The Pennsylvania Local Option Small Games of Chance Act currently allows eligible non-profits to conduct certain types of gambling. These include punchboards, pull-tabs, raffles, and daily and weekly drawings.

The organizations had until February 1 of 2013 to file their reports, but under pressure, the Department of Revenue has delayed the deadline by 12 months. 

That delay gives more time to pass reform legislation.  Kasunic said he wants to ease the burden on volunteer organizations.

“These are volunteers is what we got to understand. These are people who volunteer their time and take time away from their families and their activities to help their communities out,” said Kasunic. “And I think we owe it to them to go back and make these corrections.”

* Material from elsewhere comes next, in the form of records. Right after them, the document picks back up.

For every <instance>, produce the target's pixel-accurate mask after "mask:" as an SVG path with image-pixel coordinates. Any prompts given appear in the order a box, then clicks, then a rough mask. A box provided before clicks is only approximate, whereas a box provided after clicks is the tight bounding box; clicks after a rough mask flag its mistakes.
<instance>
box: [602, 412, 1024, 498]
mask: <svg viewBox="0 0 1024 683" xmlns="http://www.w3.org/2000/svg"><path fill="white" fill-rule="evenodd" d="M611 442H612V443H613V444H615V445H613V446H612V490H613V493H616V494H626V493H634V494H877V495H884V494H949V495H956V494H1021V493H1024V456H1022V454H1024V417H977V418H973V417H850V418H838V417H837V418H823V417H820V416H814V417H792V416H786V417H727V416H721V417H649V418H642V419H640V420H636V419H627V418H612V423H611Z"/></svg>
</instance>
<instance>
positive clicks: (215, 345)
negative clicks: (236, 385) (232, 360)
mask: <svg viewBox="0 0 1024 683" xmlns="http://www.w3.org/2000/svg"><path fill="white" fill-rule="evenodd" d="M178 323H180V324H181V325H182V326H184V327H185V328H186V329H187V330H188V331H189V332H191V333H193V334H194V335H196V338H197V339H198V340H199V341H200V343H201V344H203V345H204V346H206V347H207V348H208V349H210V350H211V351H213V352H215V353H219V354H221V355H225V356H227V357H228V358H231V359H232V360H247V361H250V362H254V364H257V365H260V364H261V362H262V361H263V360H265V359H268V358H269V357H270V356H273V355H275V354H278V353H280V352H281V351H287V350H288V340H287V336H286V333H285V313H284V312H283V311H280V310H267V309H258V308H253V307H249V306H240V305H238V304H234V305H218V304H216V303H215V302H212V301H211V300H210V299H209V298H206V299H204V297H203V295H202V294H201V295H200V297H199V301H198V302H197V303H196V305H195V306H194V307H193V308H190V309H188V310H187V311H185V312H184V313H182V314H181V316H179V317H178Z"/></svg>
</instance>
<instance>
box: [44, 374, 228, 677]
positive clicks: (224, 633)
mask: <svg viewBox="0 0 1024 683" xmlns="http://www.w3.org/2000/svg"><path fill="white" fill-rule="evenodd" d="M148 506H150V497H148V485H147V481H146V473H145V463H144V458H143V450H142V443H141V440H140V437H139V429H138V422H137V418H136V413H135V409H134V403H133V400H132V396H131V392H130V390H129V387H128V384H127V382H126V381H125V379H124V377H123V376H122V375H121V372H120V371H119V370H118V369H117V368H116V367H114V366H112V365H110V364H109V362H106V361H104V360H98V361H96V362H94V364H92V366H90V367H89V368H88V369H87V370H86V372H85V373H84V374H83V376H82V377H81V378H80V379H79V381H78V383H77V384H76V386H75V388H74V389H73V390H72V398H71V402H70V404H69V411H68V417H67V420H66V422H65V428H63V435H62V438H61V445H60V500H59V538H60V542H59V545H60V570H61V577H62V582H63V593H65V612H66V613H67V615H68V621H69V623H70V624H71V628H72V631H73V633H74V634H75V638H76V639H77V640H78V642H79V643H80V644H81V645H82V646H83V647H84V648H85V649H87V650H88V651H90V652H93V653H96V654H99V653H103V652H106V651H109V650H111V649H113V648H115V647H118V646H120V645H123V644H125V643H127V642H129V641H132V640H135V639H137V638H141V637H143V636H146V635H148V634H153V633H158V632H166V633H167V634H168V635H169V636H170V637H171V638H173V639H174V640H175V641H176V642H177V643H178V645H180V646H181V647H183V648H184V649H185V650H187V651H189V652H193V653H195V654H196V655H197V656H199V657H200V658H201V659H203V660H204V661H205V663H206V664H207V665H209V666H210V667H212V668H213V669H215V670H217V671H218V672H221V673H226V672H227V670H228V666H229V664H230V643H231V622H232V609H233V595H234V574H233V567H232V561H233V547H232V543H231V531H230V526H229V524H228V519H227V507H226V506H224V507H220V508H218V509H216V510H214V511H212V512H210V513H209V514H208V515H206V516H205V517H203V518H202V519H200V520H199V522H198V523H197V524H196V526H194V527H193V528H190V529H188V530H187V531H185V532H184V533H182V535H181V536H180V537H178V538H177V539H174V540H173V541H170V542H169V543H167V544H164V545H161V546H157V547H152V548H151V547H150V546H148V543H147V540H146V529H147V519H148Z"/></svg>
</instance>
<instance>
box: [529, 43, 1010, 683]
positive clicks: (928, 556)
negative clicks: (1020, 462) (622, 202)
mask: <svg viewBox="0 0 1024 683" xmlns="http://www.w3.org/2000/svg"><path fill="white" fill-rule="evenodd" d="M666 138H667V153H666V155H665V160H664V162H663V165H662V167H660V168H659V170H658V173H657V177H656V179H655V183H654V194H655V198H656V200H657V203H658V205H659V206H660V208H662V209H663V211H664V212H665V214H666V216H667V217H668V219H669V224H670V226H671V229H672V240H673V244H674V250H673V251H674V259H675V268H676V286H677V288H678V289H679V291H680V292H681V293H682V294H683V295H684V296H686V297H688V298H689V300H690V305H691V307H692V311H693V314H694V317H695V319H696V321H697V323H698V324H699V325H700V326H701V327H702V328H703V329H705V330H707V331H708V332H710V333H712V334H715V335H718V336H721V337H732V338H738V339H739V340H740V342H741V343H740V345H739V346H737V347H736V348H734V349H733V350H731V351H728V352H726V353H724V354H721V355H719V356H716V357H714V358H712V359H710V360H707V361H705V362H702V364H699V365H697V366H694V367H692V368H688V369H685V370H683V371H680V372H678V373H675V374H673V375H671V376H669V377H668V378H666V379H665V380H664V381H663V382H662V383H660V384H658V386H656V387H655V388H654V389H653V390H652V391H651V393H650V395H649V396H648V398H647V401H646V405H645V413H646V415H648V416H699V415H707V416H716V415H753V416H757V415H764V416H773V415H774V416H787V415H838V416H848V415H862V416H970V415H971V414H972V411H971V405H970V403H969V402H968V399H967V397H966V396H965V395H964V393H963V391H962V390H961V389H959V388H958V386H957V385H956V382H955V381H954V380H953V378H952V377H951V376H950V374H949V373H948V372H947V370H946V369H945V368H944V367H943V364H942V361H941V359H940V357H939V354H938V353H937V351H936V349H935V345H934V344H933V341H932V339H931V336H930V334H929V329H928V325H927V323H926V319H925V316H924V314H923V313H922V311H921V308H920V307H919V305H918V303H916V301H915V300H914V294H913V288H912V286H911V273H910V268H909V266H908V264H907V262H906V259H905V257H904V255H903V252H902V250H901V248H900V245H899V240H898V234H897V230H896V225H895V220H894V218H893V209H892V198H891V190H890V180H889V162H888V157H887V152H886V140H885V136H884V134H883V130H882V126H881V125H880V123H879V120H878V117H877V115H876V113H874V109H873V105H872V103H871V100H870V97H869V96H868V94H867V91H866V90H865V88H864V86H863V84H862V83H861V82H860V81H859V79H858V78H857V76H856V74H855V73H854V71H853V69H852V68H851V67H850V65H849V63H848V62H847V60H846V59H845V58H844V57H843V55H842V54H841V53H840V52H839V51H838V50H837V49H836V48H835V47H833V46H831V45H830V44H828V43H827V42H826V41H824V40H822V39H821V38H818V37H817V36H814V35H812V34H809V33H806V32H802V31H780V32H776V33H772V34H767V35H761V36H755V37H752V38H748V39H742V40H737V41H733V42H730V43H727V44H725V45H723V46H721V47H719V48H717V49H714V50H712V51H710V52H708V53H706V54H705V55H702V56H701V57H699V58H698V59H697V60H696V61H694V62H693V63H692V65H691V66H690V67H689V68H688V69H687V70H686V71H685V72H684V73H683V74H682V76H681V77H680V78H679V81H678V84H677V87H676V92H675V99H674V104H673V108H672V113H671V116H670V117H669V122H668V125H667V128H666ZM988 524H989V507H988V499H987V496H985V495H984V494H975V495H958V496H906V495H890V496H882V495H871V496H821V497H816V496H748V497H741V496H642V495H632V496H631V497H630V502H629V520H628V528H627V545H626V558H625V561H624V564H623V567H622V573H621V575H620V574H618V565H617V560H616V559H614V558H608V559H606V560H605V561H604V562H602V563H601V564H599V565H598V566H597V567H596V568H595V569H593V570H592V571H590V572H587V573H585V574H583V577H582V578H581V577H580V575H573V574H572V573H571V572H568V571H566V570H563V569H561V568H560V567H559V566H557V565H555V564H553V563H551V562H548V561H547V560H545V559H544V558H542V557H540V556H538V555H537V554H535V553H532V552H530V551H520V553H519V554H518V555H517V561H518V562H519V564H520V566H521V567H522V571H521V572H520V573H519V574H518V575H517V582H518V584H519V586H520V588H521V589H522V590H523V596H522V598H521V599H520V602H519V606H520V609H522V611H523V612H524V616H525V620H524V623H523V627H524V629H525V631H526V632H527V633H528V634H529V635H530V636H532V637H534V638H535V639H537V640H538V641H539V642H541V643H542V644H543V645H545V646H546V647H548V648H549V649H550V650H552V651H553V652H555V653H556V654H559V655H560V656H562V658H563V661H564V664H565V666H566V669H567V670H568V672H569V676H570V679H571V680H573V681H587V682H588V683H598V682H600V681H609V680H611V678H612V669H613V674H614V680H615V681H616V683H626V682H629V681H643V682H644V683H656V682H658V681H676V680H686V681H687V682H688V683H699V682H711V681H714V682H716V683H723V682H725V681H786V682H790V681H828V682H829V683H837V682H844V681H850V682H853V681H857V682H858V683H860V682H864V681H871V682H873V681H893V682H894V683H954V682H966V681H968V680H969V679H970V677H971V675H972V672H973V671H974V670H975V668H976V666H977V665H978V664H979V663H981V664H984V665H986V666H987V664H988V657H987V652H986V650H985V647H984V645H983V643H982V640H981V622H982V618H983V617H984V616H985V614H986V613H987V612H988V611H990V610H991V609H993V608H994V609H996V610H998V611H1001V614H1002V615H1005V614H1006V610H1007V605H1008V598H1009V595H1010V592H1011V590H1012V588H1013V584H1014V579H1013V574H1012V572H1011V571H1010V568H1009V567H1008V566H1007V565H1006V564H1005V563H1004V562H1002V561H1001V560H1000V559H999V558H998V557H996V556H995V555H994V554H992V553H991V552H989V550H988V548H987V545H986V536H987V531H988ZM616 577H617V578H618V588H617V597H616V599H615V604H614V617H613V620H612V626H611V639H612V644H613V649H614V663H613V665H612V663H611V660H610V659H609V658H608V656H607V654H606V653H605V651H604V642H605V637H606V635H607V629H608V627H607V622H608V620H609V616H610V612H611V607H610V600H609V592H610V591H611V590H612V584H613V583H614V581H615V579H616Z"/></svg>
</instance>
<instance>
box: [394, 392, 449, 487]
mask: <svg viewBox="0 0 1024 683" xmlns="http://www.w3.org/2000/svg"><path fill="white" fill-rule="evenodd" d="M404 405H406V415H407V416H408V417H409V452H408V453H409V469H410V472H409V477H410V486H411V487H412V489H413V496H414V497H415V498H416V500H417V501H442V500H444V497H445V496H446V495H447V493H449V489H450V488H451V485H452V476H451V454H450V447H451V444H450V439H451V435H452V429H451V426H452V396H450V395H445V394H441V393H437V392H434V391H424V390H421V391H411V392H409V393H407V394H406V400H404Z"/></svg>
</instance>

Proposed changes to the current law include:

  • Limiting reporting requirements to small volunteer organization raising less than $100 thousand per year. The current limit is $2,500.
  • Allowing organizations to sell raffle tickets across county lines. Non-profits are currently required to notify the district attorney in the county they plan to sell tickets.
  • Allowing non-members to sell a non-profit’s raffle tickets.
  • Allowing organizations to hold joint raffles.
  • Permitting non-profits to keep 50 percent of the money they raise for expenses. Only 30 percent of organizations’ profits can currently go to upkeep.

Kasunic said, without intervention, many non-profits might be closing, including volunteer fire departments.
“They save us, the citizens of the Commonwealth of Pennsylvania, hundreds of millions of dollars each and every year providing services to our communities,” said Kasunic. “It would be very devastating to any community to have one of these organizations have to close their doors.